Sommer Lab

Ubiquitin chain formation - generating the ubiquitin code

Protein ubiquitylation represents a highly versatile and dynamic post-translational modification that comes in distinct flavors collectively called the ‘ubiquitin code’. Proteins can be mono-ubiquitylated at a single site, typically a lysine residue, or at several positions. Importantly, the lysines in previously attached ubiquitin (Ub) serve as acceptors for additional Ub molecules giving rise to poly-Ub chains. These different Ub signals target the clients into distinct pathways. In principle, the attachment of Ub to a substrate requires the activity of appointed pairs of so-called Ub conjugating (E2-) enzymes and Ub ligases (E3 enzymes). However, at present we lack detailed knowledge on how a specific Ub signal is generated and how it its decoded by the cell. Acomprehensive characterization of these processes is a pre-requisite to understand the contribution of the diverse Ub signals to the biology of a cell and to identify specific entry points for therapeutic intervention.

Distinct steps during substrate ubiquitylation.
Polyubiquitylation of proteins is initiated by the attachment of single ubiquitin (Ub) moieties to target sites, typically lysine residues, in the client (“priming”). These entities then serve as primers for the conjugation of additional Ub molecules (“elongation”). Poly-Ub chains linked via different lysines within the Ub molecules serve distinct functions in the cell. Most prominently lysine 48-linked Ub chains target client proteins to proteasomal degradation. Priming and elongation during poly-Ub synthesis request different propensities of the involved enzymes. Remarkably, the Doa10 Ub ligase employs distinct E2 enzymes, Ubc6 and Ubc7, for these reactions. Moreover, individual E2 enzymes are stimulated by their co-factors in different ways. Priming of substrates and early steps in chain elongation by Ubc7 relies on its activation by a Ub ligase, whereas the formation of longer Ub chains requires positioning to the growing Ub chain by Cue1. 

© Dr. Annika Weber

Ongoing research:

Ub ligases of the so-called RING-finger type facilitate the transfer of Ub by arranging substrates and E2 enzymes in a defined spatial orientation. We investigate the processivity of selected E2/E3 pairs using fluorescence-basedin vitroassays to capture the dynamics as well as the products of these reactions. We combine these approaches with structural analysis via NMR and X-ray crystallography and verify our results in yeast and mammalian cell culture model systems. 

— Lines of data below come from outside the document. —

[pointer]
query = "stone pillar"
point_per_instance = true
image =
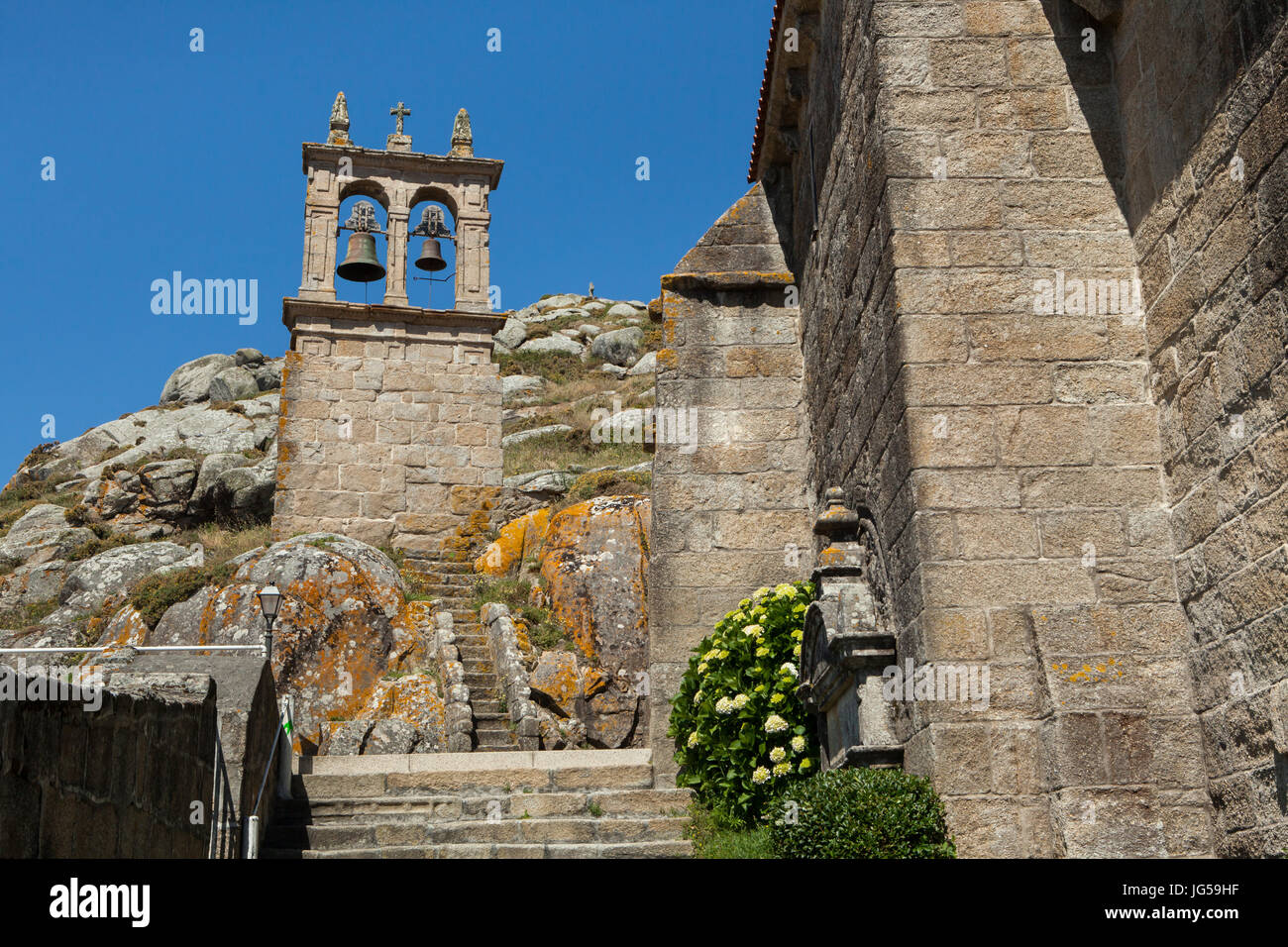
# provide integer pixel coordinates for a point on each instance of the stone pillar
(321, 218)
(472, 263)
(730, 512)
(395, 264)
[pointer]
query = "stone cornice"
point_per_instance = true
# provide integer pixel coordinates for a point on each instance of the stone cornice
(294, 309)
(737, 279)
(410, 161)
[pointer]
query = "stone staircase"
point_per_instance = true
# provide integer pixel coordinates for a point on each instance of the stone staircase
(519, 804)
(452, 582)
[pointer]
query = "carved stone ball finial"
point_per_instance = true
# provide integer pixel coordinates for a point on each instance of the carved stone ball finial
(837, 522)
(463, 137)
(339, 121)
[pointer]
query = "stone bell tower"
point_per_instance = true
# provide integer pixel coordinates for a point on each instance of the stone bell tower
(390, 419)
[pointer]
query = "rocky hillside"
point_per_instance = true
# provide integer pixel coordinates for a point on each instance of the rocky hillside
(570, 554)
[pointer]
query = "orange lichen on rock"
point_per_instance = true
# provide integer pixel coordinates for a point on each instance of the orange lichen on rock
(593, 565)
(518, 539)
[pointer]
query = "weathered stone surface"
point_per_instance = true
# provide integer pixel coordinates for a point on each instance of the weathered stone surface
(516, 541)
(191, 380)
(42, 535)
(647, 365)
(31, 583)
(555, 682)
(248, 356)
(593, 565)
(513, 334)
(516, 386)
(115, 571)
(520, 436)
(553, 343)
(541, 480)
(342, 629)
(233, 384)
(557, 302)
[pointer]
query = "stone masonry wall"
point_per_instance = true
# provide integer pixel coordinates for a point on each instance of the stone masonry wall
(114, 783)
(729, 506)
(1205, 121)
(390, 432)
(1012, 459)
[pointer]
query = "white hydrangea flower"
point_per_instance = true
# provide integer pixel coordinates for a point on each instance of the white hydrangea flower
(776, 724)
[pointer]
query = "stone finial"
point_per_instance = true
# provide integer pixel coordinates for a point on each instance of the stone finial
(840, 526)
(339, 121)
(837, 521)
(463, 138)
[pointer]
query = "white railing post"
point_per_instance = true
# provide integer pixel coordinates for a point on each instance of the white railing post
(250, 836)
(284, 759)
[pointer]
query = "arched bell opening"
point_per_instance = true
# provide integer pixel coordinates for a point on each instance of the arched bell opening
(432, 256)
(362, 249)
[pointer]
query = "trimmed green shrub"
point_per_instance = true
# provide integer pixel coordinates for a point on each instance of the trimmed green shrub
(739, 731)
(861, 813)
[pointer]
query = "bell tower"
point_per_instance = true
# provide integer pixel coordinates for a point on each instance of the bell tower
(390, 418)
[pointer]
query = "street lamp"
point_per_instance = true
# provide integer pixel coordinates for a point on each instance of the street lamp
(269, 603)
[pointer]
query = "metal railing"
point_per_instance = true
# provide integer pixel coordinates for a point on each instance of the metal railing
(230, 836)
(281, 751)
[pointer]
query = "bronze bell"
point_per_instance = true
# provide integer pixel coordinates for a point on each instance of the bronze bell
(430, 257)
(361, 263)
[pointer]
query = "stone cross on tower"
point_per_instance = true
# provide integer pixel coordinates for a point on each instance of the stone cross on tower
(390, 424)
(399, 111)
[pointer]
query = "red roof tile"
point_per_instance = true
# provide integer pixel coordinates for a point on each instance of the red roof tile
(763, 111)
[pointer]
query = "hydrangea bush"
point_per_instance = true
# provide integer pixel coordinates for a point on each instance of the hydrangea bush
(739, 731)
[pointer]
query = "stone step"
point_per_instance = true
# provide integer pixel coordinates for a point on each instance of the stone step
(456, 806)
(493, 736)
(445, 590)
(373, 834)
(678, 848)
(439, 565)
(472, 774)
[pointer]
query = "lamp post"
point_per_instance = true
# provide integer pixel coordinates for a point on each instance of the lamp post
(269, 603)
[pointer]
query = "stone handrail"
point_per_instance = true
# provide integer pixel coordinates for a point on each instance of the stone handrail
(460, 716)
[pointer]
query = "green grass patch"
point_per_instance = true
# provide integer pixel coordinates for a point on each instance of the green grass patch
(716, 838)
(570, 450)
(544, 630)
(553, 367)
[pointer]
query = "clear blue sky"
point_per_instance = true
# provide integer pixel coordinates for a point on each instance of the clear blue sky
(167, 158)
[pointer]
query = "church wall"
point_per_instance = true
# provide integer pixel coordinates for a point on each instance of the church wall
(1205, 120)
(729, 509)
(390, 436)
(1012, 458)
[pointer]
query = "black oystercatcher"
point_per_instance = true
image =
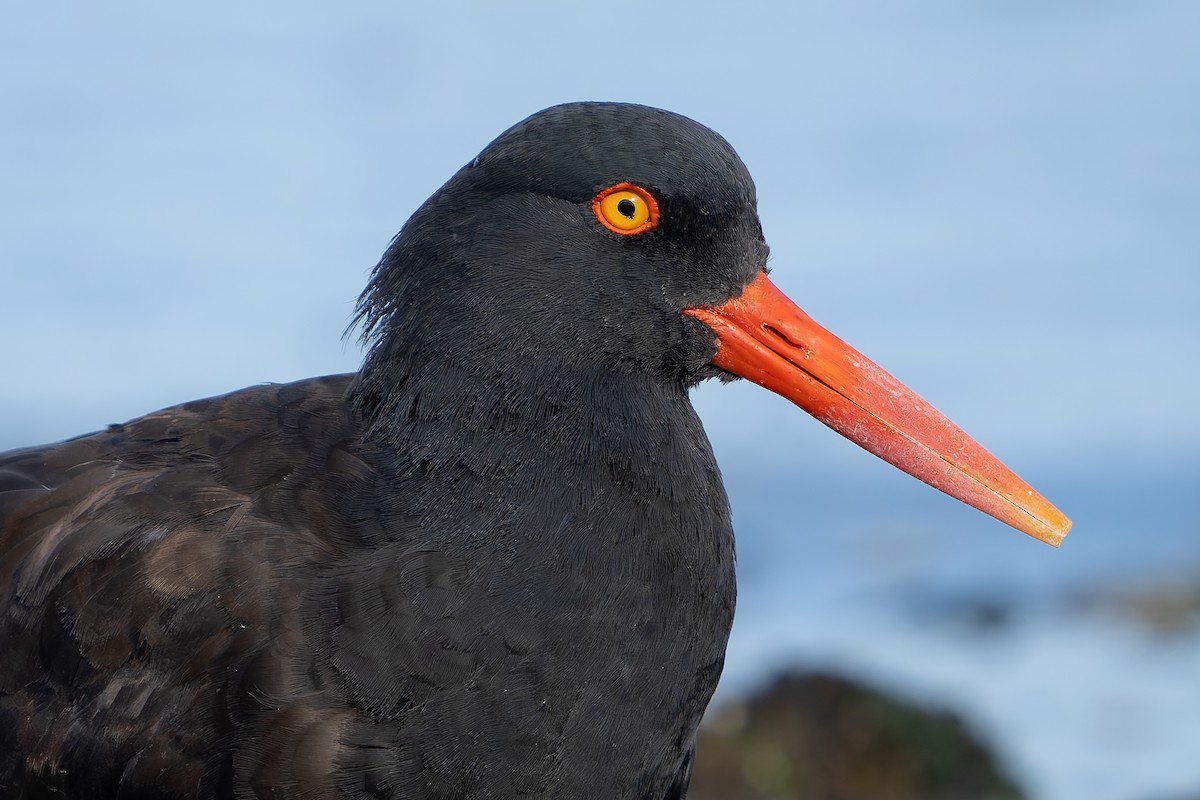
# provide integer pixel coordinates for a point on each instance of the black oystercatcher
(497, 561)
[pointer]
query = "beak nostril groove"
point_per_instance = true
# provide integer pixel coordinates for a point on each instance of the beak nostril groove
(778, 332)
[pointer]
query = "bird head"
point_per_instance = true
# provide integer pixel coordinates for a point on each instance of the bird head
(618, 238)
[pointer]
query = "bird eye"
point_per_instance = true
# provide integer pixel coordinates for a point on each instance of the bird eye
(625, 209)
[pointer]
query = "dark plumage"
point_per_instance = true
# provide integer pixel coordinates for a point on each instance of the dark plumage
(497, 563)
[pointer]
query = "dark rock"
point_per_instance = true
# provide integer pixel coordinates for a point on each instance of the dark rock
(826, 738)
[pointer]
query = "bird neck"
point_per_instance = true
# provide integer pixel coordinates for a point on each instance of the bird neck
(493, 419)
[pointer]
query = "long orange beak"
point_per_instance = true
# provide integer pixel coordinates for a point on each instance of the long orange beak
(765, 337)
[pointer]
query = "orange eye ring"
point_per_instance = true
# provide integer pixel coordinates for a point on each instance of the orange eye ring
(625, 209)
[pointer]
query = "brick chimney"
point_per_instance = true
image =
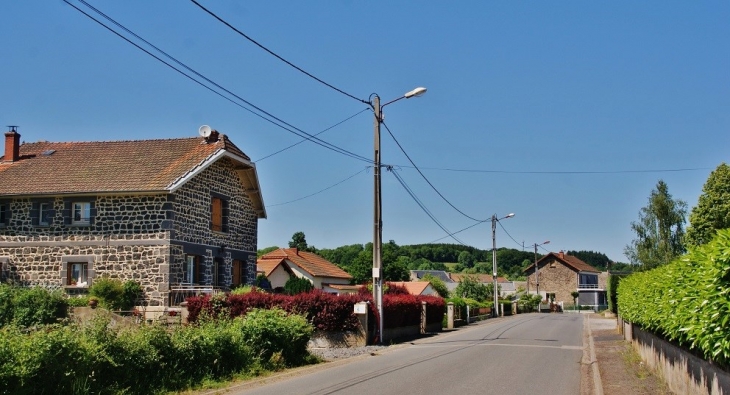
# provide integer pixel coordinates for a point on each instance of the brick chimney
(12, 145)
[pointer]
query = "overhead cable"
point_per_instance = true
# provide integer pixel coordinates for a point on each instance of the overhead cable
(317, 134)
(274, 54)
(288, 127)
(427, 180)
(422, 206)
(318, 192)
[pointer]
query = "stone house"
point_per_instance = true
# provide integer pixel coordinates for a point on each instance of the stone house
(559, 274)
(282, 264)
(177, 215)
(416, 287)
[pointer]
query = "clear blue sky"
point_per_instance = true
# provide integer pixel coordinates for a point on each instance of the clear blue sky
(530, 96)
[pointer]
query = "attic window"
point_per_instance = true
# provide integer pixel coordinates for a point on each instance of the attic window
(219, 214)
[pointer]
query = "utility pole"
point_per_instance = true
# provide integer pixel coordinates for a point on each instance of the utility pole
(378, 223)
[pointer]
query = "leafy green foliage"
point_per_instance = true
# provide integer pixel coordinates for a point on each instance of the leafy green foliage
(438, 285)
(299, 241)
(713, 208)
(96, 358)
(659, 231)
(470, 287)
(265, 251)
(27, 307)
(115, 294)
(296, 285)
(687, 301)
(274, 332)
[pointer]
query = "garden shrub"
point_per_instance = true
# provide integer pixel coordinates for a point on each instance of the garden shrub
(272, 332)
(115, 295)
(7, 293)
(295, 285)
(687, 300)
(38, 306)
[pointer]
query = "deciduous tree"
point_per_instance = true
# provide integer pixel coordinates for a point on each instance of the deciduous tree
(712, 211)
(659, 230)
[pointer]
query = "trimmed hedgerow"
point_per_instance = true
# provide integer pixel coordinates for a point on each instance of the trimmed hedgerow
(326, 312)
(686, 301)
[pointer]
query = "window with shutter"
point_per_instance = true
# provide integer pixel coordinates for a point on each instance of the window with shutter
(217, 215)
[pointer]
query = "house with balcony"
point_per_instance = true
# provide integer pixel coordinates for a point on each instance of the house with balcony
(557, 275)
(179, 216)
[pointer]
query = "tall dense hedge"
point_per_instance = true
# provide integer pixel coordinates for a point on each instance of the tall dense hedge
(326, 312)
(687, 300)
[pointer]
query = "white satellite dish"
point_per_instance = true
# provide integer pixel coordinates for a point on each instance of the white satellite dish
(205, 131)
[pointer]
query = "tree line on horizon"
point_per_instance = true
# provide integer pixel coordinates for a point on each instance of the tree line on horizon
(357, 259)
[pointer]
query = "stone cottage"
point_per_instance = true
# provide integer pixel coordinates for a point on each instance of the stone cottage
(176, 215)
(560, 274)
(280, 265)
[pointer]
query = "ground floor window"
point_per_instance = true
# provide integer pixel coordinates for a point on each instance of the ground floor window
(239, 273)
(192, 271)
(78, 274)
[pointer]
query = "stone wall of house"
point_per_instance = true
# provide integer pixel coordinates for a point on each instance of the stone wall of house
(39, 260)
(192, 224)
(117, 221)
(192, 204)
(555, 278)
(111, 215)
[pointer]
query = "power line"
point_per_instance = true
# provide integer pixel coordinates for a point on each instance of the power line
(457, 232)
(291, 128)
(317, 134)
(274, 54)
(429, 182)
(562, 172)
(422, 206)
(510, 236)
(320, 191)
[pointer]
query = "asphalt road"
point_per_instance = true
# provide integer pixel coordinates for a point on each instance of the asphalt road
(525, 354)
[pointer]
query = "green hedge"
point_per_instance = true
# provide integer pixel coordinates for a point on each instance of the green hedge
(31, 306)
(687, 300)
(95, 358)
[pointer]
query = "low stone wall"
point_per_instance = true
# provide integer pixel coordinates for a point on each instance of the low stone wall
(322, 339)
(404, 331)
(684, 372)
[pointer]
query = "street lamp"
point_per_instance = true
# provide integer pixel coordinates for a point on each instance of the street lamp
(495, 309)
(378, 225)
(537, 272)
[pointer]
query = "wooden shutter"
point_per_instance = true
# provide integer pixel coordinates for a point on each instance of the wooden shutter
(236, 273)
(217, 215)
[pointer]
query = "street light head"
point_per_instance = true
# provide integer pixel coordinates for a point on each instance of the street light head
(416, 92)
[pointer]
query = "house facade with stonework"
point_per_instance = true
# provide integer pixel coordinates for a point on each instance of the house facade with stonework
(178, 216)
(284, 263)
(560, 274)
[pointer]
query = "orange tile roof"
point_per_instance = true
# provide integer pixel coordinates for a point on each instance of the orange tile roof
(106, 166)
(568, 260)
(268, 266)
(482, 278)
(413, 287)
(309, 262)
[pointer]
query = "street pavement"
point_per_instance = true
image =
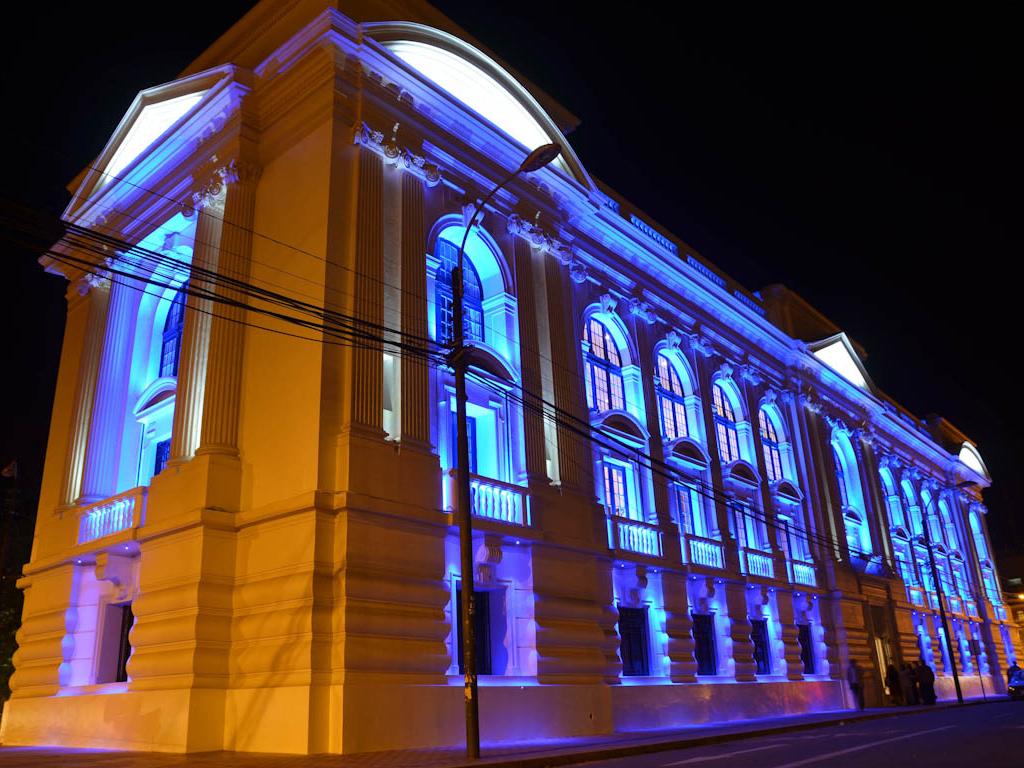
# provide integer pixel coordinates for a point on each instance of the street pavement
(978, 736)
(981, 735)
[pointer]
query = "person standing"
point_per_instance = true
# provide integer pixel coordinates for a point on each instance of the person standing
(892, 683)
(926, 679)
(855, 677)
(906, 685)
(1012, 670)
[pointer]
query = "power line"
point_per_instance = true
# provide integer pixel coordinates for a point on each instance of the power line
(546, 410)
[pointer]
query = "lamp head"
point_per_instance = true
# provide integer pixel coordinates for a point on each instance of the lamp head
(541, 157)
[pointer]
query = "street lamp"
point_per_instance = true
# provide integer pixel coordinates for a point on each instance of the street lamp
(541, 157)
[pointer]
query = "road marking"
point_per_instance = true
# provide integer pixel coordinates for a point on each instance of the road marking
(722, 756)
(826, 756)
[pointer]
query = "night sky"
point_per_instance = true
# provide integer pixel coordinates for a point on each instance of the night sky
(871, 162)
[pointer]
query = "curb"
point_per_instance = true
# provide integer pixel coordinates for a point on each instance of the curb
(610, 753)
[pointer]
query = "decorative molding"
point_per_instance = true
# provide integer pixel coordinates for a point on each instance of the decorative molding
(642, 309)
(751, 375)
(578, 271)
(701, 345)
(399, 157)
(540, 239)
(608, 303)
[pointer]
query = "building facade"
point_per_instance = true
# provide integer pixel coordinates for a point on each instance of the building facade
(690, 502)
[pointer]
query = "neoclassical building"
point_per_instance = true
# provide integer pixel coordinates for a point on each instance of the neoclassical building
(690, 501)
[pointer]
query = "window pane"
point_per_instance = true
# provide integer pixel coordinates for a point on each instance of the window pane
(633, 641)
(704, 643)
(806, 647)
(762, 654)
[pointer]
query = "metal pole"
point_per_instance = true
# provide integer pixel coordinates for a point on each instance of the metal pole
(460, 363)
(942, 607)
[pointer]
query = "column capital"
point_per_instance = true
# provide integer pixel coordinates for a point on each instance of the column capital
(214, 182)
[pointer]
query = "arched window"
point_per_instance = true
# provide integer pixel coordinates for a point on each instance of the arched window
(725, 426)
(851, 496)
(605, 390)
(952, 540)
(170, 349)
(844, 495)
(770, 441)
(671, 399)
(913, 509)
(448, 256)
(979, 537)
(892, 499)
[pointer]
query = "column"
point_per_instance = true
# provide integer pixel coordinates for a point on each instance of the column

We are currently investigating howatypical Ub structures like branched Ub chains are generated and aim to identify their function in the cell. Furthermore, we study in detail how different E2 enzymes are activated by their cognate RING Ub ligases for distinct steps in Ub chain formation. We also want to uncover the factors, which define the enzymatic propensities of individual E2 enzymes. Finally, we are measuring the cellular abundance of unusual Ub conjugates like serine and threonine ubiquitylation and want to determine the physiological impact of these modifications.

Former research:

Our work revealed that Ub conjugation of the yeast E2 enzyme Ubc7 at the ER membrane relies on tight binding to a membrane-bound co-factor Cue1 ¹. Cue1 does not only recruit Ubc7 to membrane-bound Ub ligases but also binds to Ub chains and thereby stimulates the activity of the E2 enzyme ². Subsequent studies indicate that Cue1 positions Ubc7 at the tip of the Ub chain and facilitates the attachment of further Ub molecules ³. Results from our work also suggest that the poly-ubiquitylation of proteins represents a two-step process: the attachment of the first Ub entity onto an acceptor site within the target and the mounting of additional Ub molecules to already conjugated Ubs. In the case of the Doa10 Ub ligase these reactions are catalyzed by distinct E2 enzymes ⁴. Ubc6 decorates Doa10 client proteins with mono-Ub, which then serve as primers for the addition of lysine 48-linked poly-Ub by Ubc7. Remarkably, Ubc6 conjugates Ub not only to lysines but also to hydroxylated amino acids like serines and threonines, which substantially expands the target range of the Doa10 Ub ligase. 

1.        Biederer, T., Volkwein, C. & Sommer, T. Role of Cue1p in ubiquitination and degradation at the ER surface. Science278,1806–1809 (1997).

2.        Bagola, K. et al.Ubiquitin Binding by a CUE Domain Regulates Ubiquitin Chain Formation by ERAD E3 Ligases.Mol. Cell50,528–539 (2013).

3.        von Delbrück, M. et al.The CUE Domain of Cue1 Aligns Growing Ubiquitin Chains with Ubc7 for Rapid Elongation. Mol. Cell62,918–928 (2016).

4.        Weber, A. et al.Sequential Poly-ubiquitylation by Specialized Conjugating Enzymes Expands the Versatility of a Quality Control Ubiquitin Ligase. Mol. Cell63,827–839 (2016).